Illtud fonda le monastère de Llantwit Major, d’où sortirent d’illustres Saints : Brieuc, Cadoc, David, Dubric, Gildas, Lunaire, Pol, Samson (v. 1.mai, 21 septembre, 1.mars, 14 novembre, 29 janvier, ? 1.juillet, 12 mars, 28 juillet).
Il aurait dirigé aussi une importante école monastique dans l’île de Caldey.
Il a été présenté comme le plus instruit des Bretons, tant dans l’Ancien que dans le Nouveau Testament, mais aussi en géométrie, en rhétorique, en grammaire, en arithmétique…

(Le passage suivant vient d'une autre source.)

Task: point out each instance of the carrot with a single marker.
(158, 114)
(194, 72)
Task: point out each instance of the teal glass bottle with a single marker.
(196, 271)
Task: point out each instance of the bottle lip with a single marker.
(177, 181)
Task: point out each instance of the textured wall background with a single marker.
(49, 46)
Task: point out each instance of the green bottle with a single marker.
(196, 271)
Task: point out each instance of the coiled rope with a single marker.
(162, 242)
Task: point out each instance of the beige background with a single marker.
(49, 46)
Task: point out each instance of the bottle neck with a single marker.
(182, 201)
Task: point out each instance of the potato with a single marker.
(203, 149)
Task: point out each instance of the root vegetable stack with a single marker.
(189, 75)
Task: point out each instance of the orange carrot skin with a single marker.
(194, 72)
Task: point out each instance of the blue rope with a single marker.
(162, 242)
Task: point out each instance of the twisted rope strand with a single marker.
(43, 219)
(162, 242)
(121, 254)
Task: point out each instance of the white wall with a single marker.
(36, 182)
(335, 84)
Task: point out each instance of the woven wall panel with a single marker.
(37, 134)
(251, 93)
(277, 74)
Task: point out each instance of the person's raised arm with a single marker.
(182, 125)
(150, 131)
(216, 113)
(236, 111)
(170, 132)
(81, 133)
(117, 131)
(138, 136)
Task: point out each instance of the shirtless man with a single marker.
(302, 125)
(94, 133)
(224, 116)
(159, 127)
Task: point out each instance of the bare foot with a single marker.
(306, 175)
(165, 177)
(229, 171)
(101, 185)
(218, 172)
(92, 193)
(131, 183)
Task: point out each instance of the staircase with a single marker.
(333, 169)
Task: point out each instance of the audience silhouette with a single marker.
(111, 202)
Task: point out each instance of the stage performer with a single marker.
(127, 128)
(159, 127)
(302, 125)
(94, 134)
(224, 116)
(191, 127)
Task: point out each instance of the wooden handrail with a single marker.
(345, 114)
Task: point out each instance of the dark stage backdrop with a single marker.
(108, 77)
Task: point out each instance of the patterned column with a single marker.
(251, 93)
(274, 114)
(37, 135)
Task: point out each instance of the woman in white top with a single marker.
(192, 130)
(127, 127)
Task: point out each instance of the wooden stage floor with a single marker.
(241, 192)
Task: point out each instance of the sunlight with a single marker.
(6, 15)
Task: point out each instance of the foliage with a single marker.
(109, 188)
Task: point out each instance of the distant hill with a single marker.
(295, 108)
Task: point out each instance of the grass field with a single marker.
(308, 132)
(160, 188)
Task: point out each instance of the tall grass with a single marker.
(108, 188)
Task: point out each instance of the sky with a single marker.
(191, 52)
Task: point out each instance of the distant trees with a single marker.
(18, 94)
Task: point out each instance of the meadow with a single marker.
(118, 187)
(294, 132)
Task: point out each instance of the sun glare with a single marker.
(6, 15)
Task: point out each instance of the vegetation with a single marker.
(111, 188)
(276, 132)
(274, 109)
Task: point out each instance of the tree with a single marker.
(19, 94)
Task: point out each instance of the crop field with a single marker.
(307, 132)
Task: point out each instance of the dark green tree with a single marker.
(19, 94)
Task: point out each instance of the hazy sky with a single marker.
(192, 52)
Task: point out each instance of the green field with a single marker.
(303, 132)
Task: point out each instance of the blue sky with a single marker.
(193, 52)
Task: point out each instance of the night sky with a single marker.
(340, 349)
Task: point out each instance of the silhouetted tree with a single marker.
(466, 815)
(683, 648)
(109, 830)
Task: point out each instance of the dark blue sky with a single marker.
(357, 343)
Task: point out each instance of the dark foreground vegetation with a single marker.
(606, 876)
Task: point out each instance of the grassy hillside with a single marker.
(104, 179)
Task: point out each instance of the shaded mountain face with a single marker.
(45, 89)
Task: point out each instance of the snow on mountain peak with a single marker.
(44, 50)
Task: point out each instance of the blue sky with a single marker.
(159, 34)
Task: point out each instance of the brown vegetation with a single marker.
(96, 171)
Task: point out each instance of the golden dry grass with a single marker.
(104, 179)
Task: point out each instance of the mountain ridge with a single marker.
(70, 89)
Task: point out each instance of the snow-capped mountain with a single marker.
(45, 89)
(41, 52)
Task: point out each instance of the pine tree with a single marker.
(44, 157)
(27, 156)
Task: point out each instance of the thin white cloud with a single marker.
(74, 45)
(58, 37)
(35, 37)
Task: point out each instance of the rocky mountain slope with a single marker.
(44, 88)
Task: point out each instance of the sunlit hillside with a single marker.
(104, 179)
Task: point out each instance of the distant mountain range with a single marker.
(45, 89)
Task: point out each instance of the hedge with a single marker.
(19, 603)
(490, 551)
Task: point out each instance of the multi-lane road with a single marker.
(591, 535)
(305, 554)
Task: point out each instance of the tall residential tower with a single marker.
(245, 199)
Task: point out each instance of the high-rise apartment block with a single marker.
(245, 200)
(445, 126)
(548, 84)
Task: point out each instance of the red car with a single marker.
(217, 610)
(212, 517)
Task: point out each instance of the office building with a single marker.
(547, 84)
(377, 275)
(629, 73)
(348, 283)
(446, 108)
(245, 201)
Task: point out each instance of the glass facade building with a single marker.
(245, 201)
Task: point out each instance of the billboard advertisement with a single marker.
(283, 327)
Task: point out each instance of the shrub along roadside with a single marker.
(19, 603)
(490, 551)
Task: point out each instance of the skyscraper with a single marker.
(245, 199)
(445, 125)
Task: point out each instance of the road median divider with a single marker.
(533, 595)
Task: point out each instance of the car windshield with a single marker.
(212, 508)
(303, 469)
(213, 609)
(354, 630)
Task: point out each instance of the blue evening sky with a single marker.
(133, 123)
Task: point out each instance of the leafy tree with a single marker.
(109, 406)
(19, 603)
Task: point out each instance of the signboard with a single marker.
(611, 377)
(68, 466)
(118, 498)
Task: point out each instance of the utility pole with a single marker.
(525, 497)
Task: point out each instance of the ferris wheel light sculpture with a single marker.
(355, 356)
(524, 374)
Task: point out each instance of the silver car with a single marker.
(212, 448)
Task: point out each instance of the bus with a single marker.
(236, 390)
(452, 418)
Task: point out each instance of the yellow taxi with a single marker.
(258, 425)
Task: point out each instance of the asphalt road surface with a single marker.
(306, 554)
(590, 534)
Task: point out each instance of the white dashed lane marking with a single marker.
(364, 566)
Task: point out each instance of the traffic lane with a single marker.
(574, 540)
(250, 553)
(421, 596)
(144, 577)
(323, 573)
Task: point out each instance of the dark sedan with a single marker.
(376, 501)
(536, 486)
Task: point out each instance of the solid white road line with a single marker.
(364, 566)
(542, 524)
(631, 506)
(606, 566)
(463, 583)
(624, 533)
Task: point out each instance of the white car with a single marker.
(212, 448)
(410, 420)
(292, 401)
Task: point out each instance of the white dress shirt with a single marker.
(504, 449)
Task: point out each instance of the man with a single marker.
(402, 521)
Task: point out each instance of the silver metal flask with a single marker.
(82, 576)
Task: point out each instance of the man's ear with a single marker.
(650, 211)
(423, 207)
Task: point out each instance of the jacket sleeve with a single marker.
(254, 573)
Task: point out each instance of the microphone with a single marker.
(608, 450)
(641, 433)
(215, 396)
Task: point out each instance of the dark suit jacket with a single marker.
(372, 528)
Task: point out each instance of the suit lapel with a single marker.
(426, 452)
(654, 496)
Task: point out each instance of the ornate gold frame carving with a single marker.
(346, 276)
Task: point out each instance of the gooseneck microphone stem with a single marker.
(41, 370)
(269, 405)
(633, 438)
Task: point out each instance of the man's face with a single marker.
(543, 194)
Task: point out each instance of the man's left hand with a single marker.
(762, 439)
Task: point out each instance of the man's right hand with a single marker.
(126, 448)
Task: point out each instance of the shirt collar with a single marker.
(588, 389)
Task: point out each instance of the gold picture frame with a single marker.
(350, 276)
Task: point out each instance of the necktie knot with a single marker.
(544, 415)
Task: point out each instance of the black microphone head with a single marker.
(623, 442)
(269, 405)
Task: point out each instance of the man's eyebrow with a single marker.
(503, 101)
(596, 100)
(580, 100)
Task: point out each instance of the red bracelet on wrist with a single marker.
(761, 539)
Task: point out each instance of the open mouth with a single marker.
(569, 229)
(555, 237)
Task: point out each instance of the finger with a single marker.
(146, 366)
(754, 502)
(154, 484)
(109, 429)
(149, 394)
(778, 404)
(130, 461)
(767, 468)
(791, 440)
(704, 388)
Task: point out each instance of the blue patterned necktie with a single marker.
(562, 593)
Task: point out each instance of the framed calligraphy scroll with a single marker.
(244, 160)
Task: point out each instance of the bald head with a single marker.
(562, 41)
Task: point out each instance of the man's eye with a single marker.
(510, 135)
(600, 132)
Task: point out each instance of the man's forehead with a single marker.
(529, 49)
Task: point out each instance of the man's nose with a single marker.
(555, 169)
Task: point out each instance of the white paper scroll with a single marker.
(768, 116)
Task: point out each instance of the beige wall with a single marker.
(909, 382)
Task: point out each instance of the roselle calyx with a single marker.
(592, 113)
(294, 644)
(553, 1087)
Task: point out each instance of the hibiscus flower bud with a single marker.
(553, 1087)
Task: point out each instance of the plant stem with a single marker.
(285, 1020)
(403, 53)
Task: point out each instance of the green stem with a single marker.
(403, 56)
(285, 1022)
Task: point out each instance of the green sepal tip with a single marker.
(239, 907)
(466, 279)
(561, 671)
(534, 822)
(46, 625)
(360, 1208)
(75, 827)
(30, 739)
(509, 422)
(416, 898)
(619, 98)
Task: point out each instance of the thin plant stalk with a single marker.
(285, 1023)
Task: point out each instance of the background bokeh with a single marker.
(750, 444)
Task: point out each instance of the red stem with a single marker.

Les paysans de l’endroit lui étaient reconnaissants de leur avoir enseigné une nouvelle méthode pour labourer.
On a dit qu’Illtud aurait été ordonné prêtre par s.Germain d’Auxerre, lors de son voyage en 429 ou en 445 (v. 31 juillet), mais cela semble difficile, vu la date (certes, approximative) de sa mort, vers 540. Si Illtud avait vingt-cinq ans environ en 429 ou même en 445, il serait mort entre cent-vingt ans et cent-trente-six ans.
Le Martyrologe Romain mentionne saint Illtud de Llantwit Major au 6 novembre.